Within the doctrine of 'hate the sin but not the sinner', ironically, human judgements on complex evil cannot be made easily but must often be left to God. Coercing a child into sex acts is a question of coercion as much it is one of sex yet coercion is the lifeblood of the historical Church. The problem for the Church is that it had got use to condemning sexual acts but had only a limited vocabulary for dealing with coercion - its approach to coercion was deived from a medieval moderation and mollification of warlord abuse rather than one involving a fundamental critique of the very fact of coercion as an intrument of policy.

The Church was accidentally complicit in the mental map of the adult who saw a child as the subject of his authority. The adult's claims on the child could even be seen as a sort of delegated power from God, the simple matter of taking ancient pagan Roman attitudes to children and absorbing them into a new and apparently more compassionate religious order directed at helping women and the adult masses. The child got abandoned in the process.

The first instinct of the Church was thus, like the State, to protect itself (as guardian of higher values in its own eyes) and not the child. This defensive and self-protective way of thinking, in both Church and State and elsewhere in society, needs to be called out. The central doctrines of the Church are 'taught', from above to below. The essence of the Church lies in Authority and the protection of the claims of Authority becomes axiomatically good. It is certainly not a question of consent for and by the governed.

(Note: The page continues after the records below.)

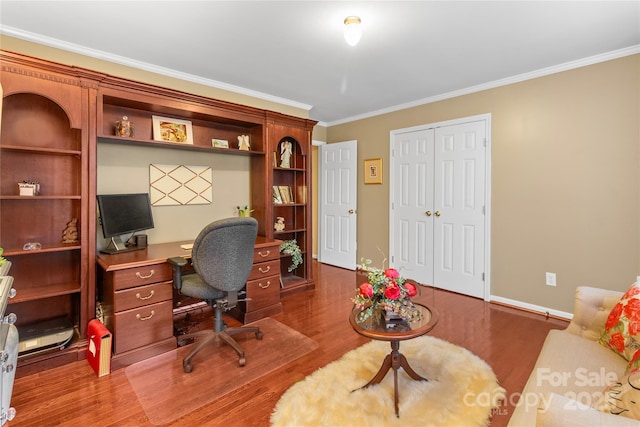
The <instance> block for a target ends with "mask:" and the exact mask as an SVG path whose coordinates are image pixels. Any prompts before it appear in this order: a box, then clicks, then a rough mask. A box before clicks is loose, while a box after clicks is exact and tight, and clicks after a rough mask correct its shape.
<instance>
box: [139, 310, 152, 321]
mask: <svg viewBox="0 0 640 427" xmlns="http://www.w3.org/2000/svg"><path fill="white" fill-rule="evenodd" d="M154 314H156V312H155V311H153V310H151V314H150V315H148V316H147V317H142V316H140V314H136V319H138V320H142V321H145V320H149V319H151V318H152V317H153V315H154Z"/></svg>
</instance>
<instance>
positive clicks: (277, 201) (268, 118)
mask: <svg viewBox="0 0 640 427" xmlns="http://www.w3.org/2000/svg"><path fill="white" fill-rule="evenodd" d="M314 125H315V122H313V121H310V120H302V119H295V120H293V119H291V118H290V117H287V116H282V115H277V114H275V113H268V114H267V141H268V146H269V152H270V154H271V156H270V158H271V163H270V164H269V166H268V168H267V172H266V176H267V181H268V183H269V185H270V186H271V197H269V199H267V201H266V204H267V206H268V209H267V222H268V223H270V224H275V222H276V221H277V220H278V218H281V222H282V221H283V222H284V229H282V230H275V229H274V228H275V226H272V227H271V230H270V231H269V234H268V235H269V236H273V237H274V238H276V239H280V240H283V241H291V240H295V241H296V243H297V245H298V247H299V248H300V251H301V255H302V263H301V264H300V265H298V266H297V267H295V268H293V265H292V257H291V255H287V254H285V253H283V254H281V257H282V261H281V267H280V273H281V280H282V293H283V294H287V293H291V292H297V291H300V290H305V289H312V288H314V287H315V284H314V281H313V273H312V268H311V256H312V254H311V248H312V244H311V242H312V236H311V131H312V129H313V126H314ZM287 151H288V153H286V152H287ZM285 153H286V154H287V155H288V159H287V160H288V161H286V160H285V161H284V163H283V157H284V156H285ZM274 192H279V193H280V194H279V198H278V197H277V196H275V197H274V196H273V193H274ZM285 193H286V195H285Z"/></svg>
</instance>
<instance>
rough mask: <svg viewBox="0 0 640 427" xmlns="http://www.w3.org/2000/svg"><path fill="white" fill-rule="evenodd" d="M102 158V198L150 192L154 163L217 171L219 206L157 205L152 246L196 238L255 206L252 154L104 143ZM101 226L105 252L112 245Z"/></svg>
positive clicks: (146, 231) (101, 192)
mask: <svg viewBox="0 0 640 427" xmlns="http://www.w3.org/2000/svg"><path fill="white" fill-rule="evenodd" d="M97 159H98V169H97V173H98V179H97V181H98V182H97V189H96V191H97V194H114V193H148V192H149V165H150V164H162V165H189V166H210V167H211V168H212V171H213V203H211V204H207V205H188V206H154V207H152V211H153V219H154V223H155V228H154V229H153V230H147V231H146V232H145V234H147V236H148V240H149V244H153V243H164V242H173V241H178V240H192V239H194V238H195V237H196V235H197V234H198V232H199V231H200V230H201V229H202V228H203V227H204V226H205V225H207V224H208V223H210V222H211V221H214V220H216V219H221V218H227V217H231V216H237V212H236V206H239V205H241V206H244V205H251V200H249V194H250V177H249V175H250V174H249V170H250V158H249V157H248V156H235V155H224V154H213V153H203V152H197V151H186V150H179V149H170V148H156V147H143V146H134V145H131V146H127V145H121V144H109V143H99V144H98V152H97ZM96 228H97V242H98V248H99V249H101V248H103V247H104V246H105V243H106V242H105V240H104V238H103V237H102V229H101V228H100V226H99V225H97V226H96ZM128 237H129V236H124V237H123V238H128Z"/></svg>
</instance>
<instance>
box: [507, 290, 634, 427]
mask: <svg viewBox="0 0 640 427" xmlns="http://www.w3.org/2000/svg"><path fill="white" fill-rule="evenodd" d="M621 296H622V292H615V291H609V290H605V289H599V288H592V287H587V286H582V287H578V288H577V289H576V299H575V307H574V313H573V320H572V321H571V323H570V324H569V326H568V327H567V328H566V329H564V330H552V331H550V332H549V334H548V335H547V338H546V340H545V342H544V345H543V347H542V350H541V351H540V355H539V356H538V360H537V362H536V365H535V367H534V368H533V371H532V372H531V375H530V377H529V379H528V381H527V383H526V385H525V387H524V390H523V391H522V395H521V396H520V400H519V402H518V405H517V406H516V409H515V411H514V413H513V414H512V416H511V418H510V420H509V426H511V427H532V426H557V427H568V426H607V427H609V426H612V427H613V426H635V427H638V426H640V421H636V420H633V419H631V418H627V417H622V416H618V415H613V414H608V413H604V412H600V411H598V410H595V409H593V408H591V406H592V405H594V404H595V403H596V401H597V400H598V399H599V398H600V397H601V396H602V394H603V391H604V389H605V388H606V387H607V386H608V385H609V384H611V383H612V382H614V381H616V380H618V379H620V378H622V377H623V376H624V374H625V370H626V368H627V361H625V360H624V359H623V358H622V357H620V356H619V355H617V354H616V353H614V352H613V351H611V350H610V349H608V348H605V347H604V346H603V345H601V344H599V343H598V340H599V338H600V334H601V333H602V330H603V329H604V324H605V322H606V320H607V316H608V315H609V312H610V311H611V309H612V308H613V307H614V306H615V305H616V303H617V302H618V301H619V300H620V297H621Z"/></svg>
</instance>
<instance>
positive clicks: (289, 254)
mask: <svg viewBox="0 0 640 427" xmlns="http://www.w3.org/2000/svg"><path fill="white" fill-rule="evenodd" d="M280 252H282V253H284V254H287V255H291V265H290V266H289V268H288V269H287V270H288V271H289V273H291V272H292V271H293V270H295V269H296V268H297V267H298V266H299V265H300V264H302V251H301V250H300V246H298V242H297V241H296V239H293V240H285V241H284V242H283V243H282V244H281V245H280Z"/></svg>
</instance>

It is above all not a question of encouraging consent or at least some balance in social, let alone economic, power relations. The only claim Pope Francis is making now is that Authority can be switched in a new direction, towards selective support for the aspirations of the poor, towards a shift in economic power relations, but there is no awareness here that all power relations are worthy of the same critical position. There is no critique, in other words, of the very fact of Authority. What can be switched in one direction can be switched back again in a puff of white smoke.

The Church is a complex creature with many genuinely decent and good people within it but one suspects that the Communist Party and even the National Socialist Party in Germany had some good and kind people within it. The Church can be selectively compassionate to people who obey its value commands but it is imbued with a model of 'the greater and the lesser evil' where what is higher and what is lesser is dictated by a very few whose traditionalism is based on institutional loyalty within a closed ideology. But it is Authority itself which must be challenged and at every opportunity - above all, the Church should not claim to speak for the poor and abused, it should be engaged with the poor and the abused in enabling them to speak for themselves.